Now, I have learned to leave the majority of negative assessments to my colleague and resident pessimist, Carl Trueman. But I must say that, from a Reformed perspective, this additional claim by many Natural Law theorists runs into a number of obstacles. I wish to briefly mention two.
I believe this aspect of the Natural Law theory in view--that people can reason their way to actionable truths apart from God's special revelation--is too optimistic about the powers of unaided reason after the fall. The general revelation of God in nature and beneath conscience must be "carefully distinguished from the reaction that sinful man makes to this revelation" (Van Til). The apostle Paul says that unbelievers "suppress the truth" that they know (including the truth of their moral obligation to God), that they are, at root, "hostile to God" (Rom 8:7); that they have become "futile in their thinking" (Rom 1:21). They are, Paul says elsewhere, "darkened in their understanding, alienated from the life of God because of the ignorance that is in them, due to their hardness of heart" (Eph 4:18).
These are hard words, no doubt. But they point to one side of what has been called the "antithesis" between belief and unbelief, a moral and spiritual conflict of basic commitments that touch all that Christians and non-Christians think about and discuss. According to this Scriptural principle, fallen man is slavishly committed to his own moral autonomy, while Christians are to view all things under the Lordship of Christ and the light of His Word.
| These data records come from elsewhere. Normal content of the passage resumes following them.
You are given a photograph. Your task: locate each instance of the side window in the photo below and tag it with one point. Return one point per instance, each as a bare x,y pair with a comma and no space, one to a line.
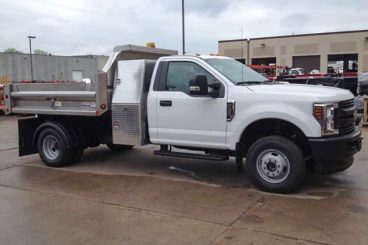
179,74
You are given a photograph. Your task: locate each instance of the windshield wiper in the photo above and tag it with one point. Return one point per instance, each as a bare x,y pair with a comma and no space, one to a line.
250,82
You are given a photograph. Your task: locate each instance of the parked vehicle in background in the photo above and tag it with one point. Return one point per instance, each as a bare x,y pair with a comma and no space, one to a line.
2,102
296,71
212,106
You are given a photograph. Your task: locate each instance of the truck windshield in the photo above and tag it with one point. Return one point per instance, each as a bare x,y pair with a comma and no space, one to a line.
236,72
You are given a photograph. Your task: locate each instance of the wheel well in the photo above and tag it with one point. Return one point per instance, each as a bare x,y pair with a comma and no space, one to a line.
267,127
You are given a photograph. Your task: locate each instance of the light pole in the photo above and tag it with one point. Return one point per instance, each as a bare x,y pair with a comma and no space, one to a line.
30,54
183,24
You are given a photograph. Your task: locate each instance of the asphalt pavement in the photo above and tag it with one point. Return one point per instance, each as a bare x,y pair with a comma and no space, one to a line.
135,197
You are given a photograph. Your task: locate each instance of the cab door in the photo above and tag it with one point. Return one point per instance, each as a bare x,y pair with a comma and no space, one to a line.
186,120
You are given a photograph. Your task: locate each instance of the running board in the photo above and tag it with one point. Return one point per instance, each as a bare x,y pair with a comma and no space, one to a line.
191,155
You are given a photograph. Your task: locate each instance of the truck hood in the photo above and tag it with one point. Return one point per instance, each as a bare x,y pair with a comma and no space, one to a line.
315,92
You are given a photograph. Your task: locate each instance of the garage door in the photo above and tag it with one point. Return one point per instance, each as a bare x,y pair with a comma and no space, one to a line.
308,63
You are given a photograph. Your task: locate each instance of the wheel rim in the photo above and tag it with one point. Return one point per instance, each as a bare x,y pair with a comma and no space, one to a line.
51,147
273,166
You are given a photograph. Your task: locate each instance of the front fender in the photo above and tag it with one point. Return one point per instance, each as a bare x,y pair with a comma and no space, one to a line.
300,117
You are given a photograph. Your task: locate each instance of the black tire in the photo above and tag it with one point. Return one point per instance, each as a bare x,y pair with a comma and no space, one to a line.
276,164
116,148
57,156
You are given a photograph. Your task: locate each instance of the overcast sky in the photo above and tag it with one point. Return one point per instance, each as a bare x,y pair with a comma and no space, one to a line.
69,27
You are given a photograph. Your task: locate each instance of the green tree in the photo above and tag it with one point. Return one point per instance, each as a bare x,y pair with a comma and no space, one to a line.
12,50
40,51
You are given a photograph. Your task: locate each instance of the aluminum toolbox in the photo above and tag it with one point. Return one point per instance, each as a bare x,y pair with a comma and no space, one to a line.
129,110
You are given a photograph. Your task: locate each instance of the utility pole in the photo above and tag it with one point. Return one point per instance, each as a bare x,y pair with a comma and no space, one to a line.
30,54
183,24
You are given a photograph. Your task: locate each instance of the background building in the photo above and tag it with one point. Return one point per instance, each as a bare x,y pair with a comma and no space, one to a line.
347,51
16,67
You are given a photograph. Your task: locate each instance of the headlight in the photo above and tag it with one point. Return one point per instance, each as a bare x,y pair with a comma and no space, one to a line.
325,115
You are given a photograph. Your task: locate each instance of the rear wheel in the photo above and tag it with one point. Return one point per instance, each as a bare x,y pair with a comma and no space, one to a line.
53,148
276,164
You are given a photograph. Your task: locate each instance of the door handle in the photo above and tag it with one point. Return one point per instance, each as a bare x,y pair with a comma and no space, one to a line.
165,103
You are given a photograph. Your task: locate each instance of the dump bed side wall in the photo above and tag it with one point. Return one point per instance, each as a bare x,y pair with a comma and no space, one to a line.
72,98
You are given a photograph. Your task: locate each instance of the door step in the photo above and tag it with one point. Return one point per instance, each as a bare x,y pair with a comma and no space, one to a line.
211,157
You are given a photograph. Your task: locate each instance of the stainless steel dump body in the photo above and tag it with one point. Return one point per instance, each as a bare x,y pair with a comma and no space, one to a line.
76,98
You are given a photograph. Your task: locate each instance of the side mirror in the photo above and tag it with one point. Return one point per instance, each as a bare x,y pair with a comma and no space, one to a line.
198,85
216,86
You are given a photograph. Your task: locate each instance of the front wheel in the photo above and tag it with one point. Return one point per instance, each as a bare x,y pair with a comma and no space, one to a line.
276,164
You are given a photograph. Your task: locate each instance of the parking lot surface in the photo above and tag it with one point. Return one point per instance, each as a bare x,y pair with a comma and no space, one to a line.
135,197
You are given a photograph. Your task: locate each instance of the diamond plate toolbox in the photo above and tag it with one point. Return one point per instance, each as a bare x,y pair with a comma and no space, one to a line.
129,102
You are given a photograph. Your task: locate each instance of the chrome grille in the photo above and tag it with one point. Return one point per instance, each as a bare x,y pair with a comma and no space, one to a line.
345,119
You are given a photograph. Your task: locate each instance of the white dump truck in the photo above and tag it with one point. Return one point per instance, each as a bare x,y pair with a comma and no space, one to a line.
203,107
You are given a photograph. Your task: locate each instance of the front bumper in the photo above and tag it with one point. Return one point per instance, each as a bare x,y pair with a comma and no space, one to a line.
335,154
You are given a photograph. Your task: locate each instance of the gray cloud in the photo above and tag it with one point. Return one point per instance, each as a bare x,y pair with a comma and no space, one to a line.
94,27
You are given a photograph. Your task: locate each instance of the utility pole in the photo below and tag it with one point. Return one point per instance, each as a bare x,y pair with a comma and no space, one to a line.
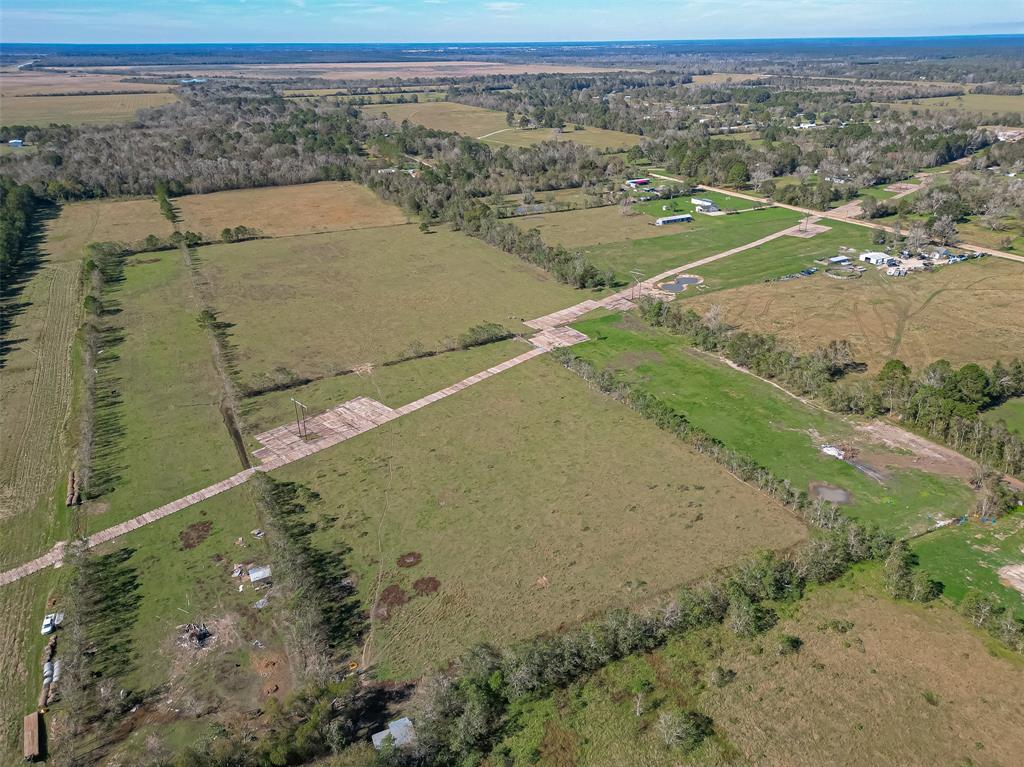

This means that, at the deepest level, there is no mutually acknowledged common ground between Christian and non-Christian. And this, it seems to me, leaves NL proponents calling for peace when there is no peace.
This is not to deny that by God's common grace, many unbelievers are immensely gifted and do morally upright things--often outstripping many Christians in good deeds. But such acts do not spring from an essentially unfallen rational ability, in principle, to discern and apply precepts of natural law. Rather, it is God who mercifully restrains the unbeliever's hostility against Him, so that the unbeliever is led, to some degree, to live inconsistently with his moral depravity. So common grace may facilitate a kind of formal agreement between the Christian and non-Christian. But common grace remains just that--grace. God gives it when and where He wills. You can't count on it as a foundation for public policy. This is a second reason why, I think, the NL theory I have in mind is a non-starter for programmatically advancing public morality.
To close on a positive note, Christians should confidently reason from Scripture in all of life, including life in the public square--rather than appeal to fallen unaided reason. We should do it because failing to do it leads, at best, to what we could call various forms of "well-articulated pragmatism." We should do it because God designed for us to read His general and special revelation together, never to separate the two. But Christians should reason from Scripture, above all, because it is there that we meet the Christ in whom are hidden "all the treasures of wisdom and knowledge" (Col 2:3), including wisdom for the public square. Such a Christ-centered theology for the public square, I think, better comports with what God says to us, and does not depend on what we say to ourselves.
*This post is a slightly revised version of the opening remarks Dr. Wynne offered during a panel discussion on natural law at a "Faith in the Public Square" conference at Westminster Theological Seminary in October 2016.